Jeszcze tylko rok... A potem? Hulaj duszo, piekla nie ma! A na
razie niestety chodze do liceum, z glowa w chmurach, pelna marzen. Dusze
sie z braku mozliwosci wyjechania. Ja chce zyc! Chce zwiedzac! Nocowac w
namiocie! Poznawac ludzi! Serce mi sie wyrywa do dziczy. Nie jestem
typem miastowego czlowieka, typem osadnika. Lubie zmieniac miejsca
Chcialabym...
Chcialabym wyjechac tam, gdzie czas nie istnieje, gdzie nie ma
pospiechu. Tam gdzie ludzie po prostu zyja. Czytalam kiedys ksiazke
Beaty Pawlikowskiej (polecam wszystkie jej ksiazki o podrozach, bardzo
przyjemnie i niestety szybko sie czyta), ktora tak
opisywala jakas dzungle w Ameryce Poludniowej. A wiec tam chce jechac!
Do dzungli! Ale po drodze mysle, ze zwiedze caly swiat, aby docenic
cisze panujaca tam. Do ruchliwego i glosnego Nowego Jorku, do opery w
Sydney, do wielkiego i nieprzewidywalnego Bangkoku!
Kiedys
myslalam, ze beda jedna z tych kobiet, ktore podrozuja same i niczego
sie nie boja. Myslalam, ze podrozowanie w pojedynke, jest duzo lepsze
niz w grupie. Prawdopodobnie dlatego, ze jestem troche typem samotnika.

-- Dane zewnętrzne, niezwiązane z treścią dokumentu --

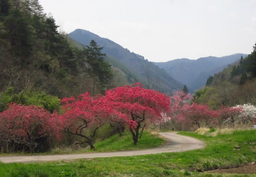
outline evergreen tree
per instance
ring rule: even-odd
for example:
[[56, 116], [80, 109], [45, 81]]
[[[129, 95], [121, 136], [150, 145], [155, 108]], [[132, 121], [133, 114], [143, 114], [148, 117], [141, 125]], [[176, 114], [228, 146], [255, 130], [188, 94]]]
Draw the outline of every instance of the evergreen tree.
[[240, 59], [240, 62], [239, 63], [240, 64], [241, 64], [243, 63], [243, 56], [241, 56], [241, 57]]
[[38, 0], [30, 0], [30, 8], [33, 15], [41, 18], [45, 18], [46, 15], [44, 12], [44, 9], [40, 4]]
[[256, 43], [253, 46], [253, 51], [248, 55], [249, 65], [248, 70], [253, 77], [256, 77]]
[[92, 40], [85, 50], [86, 61], [89, 65], [89, 70], [94, 80], [93, 95], [95, 93], [95, 85], [96, 84], [102, 92], [107, 84], [113, 78], [113, 73], [111, 65], [104, 60], [105, 54], [102, 53], [103, 48]]
[[241, 77], [240, 79], [240, 82], [239, 84], [241, 85], [243, 85], [245, 83], [246, 81], [247, 80], [247, 74], [246, 73], [243, 73], [241, 76]]
[[9, 42], [12, 51], [19, 56], [26, 57], [31, 50], [31, 29], [29, 17], [19, 9], [11, 9], [4, 19], [5, 37]]
[[188, 90], [187, 89], [187, 86], [186, 85], [184, 85], [182, 91], [186, 93], [188, 93]]
[[212, 82], [212, 81], [213, 79], [213, 76], [209, 76], [209, 77], [208, 77], [208, 79], [207, 79], [207, 81], [206, 81], [206, 85], [208, 86], [208, 85], [210, 85], [211, 84], [211, 83]]
[[0, 1], [0, 18], [1, 16], [7, 15], [9, 8], [10, 4], [8, 0], [1, 0]]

Nie lubie duzych grup ludzi, glosnych rozmow i krzykow. Lubie usiasc w
ciszy, z kubkiem herbaty w dloniach i napawac sie widokami. Okazalo sie, ze nie
tylko ja tak lubie. Poznalam chlopaka. Gdy sie w nim zakochalam,
nie wiedzialam, ze jestesmy identyczni w glowie i sercu. Teraz
chcialabym jezdzic z nim. Oboje bylibysmy samotnikami siedzacymi razem i
pijacymi herbate (no, ewentualnie piwo), podziwiajacymi widoki. Razem.